In sostanza si esplica nuovamente il fatto che prima di rivolgersi a Strasburgo, esiste un terzo giudizio – dopo l’Appello – al quale potersi rivolgere. Particolarmente interessante è quanto si legge ancora in sentenza, dove da un lato si sottolinea come il Giudice per i rimedi straordinari non solo possa, ma abbia persino l’obbligo di intervenire nei casi di violazione dei diritti umani; dall’altro alla luce dei poteri che gli vengono concessi, tale Giudice deve utilizzare lo strumento ritenuto più idoneo per riparare alla violazione:
“Va opportunamente ribadito che se certamente questo Giudice ha l’obbligo in una situazione di sostanziale ingiustizia non tollerabile nell’ordinamento di questa Serenissima Repubblica di impedire il protrarsi della violazione e deve adottare la misura a tal fine adeguata, è del pari indubitabile che ciò deve fare nel rispetto dei poteri che a lui sono riconosciuti dalla disposizione convenzionale, e che si sostanziano in quello di accordare una adeguata riparazione al diritto che si assume violato (sentenza Kudla, cit. § 157)”.

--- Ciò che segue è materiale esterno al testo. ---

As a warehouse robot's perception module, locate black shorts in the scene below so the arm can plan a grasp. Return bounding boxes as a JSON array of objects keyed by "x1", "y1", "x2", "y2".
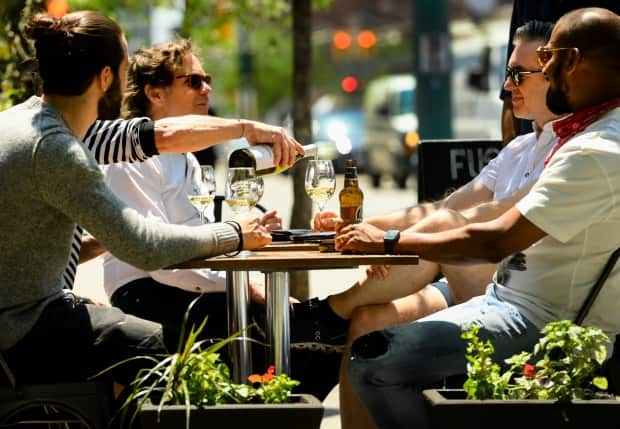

Nel caso specifico la violazione sta appunto nel fatto che ad Achille Lia non sia mai stato notificato il procedimento a suo carico tanto che gli è stata preclusa la possibilità di proporre Appello. Da tutte queste premesse ne discende che per sanare la violazione si deve “necessariamente (…) rimettere
il ricorrente nei termini per proporre appello avverso la sentenza del Commissario della Legge del 5 dicembre 2014, n. 256”. Da qui la decisione di annullare la condanna definitiva e riaprire il processo.
Appare evidente come tale pronuncia rappresenti un balzo in avanti sulla strada della civiltà giuridica e porti il Titano ad essere un esempio virtuoso a livello europeo, tale forse che persino la vicina Italia dovrebbe prendere appunti. Non può essere infatti tollerato in una democrazia che qualcuno possa essere “giudicato se non abbia effettivamente ricevuto una citazione in tempo utile per permettergli di comparire e di preparare la sua difesa” e “(…) sempre fuor dell’ipotesi dell’accertata volontaria sottrazione alla giustizia” quanto avviene a carico dell’imputato “deve essere notificato secondo le regole della citazione ed i termini del ricorso devono correre dal momento in cui il condannato ha avuto conoscenza effettiva del giudicato a lui notificato”.
Questi concetti dovrebbero essere “banali” in una giurisprudenza rispettosa dei diritti umani ed all’avanguardia, ma così non era fino all’avvento delle ultime storiche decisioni del dott. Esposito in materia. Quest’ultima decisione dunque finirà certamente negli annali del diritto rappresentando un precedente virtuoso del quale tutte le parti in causa dovranno tenere conto.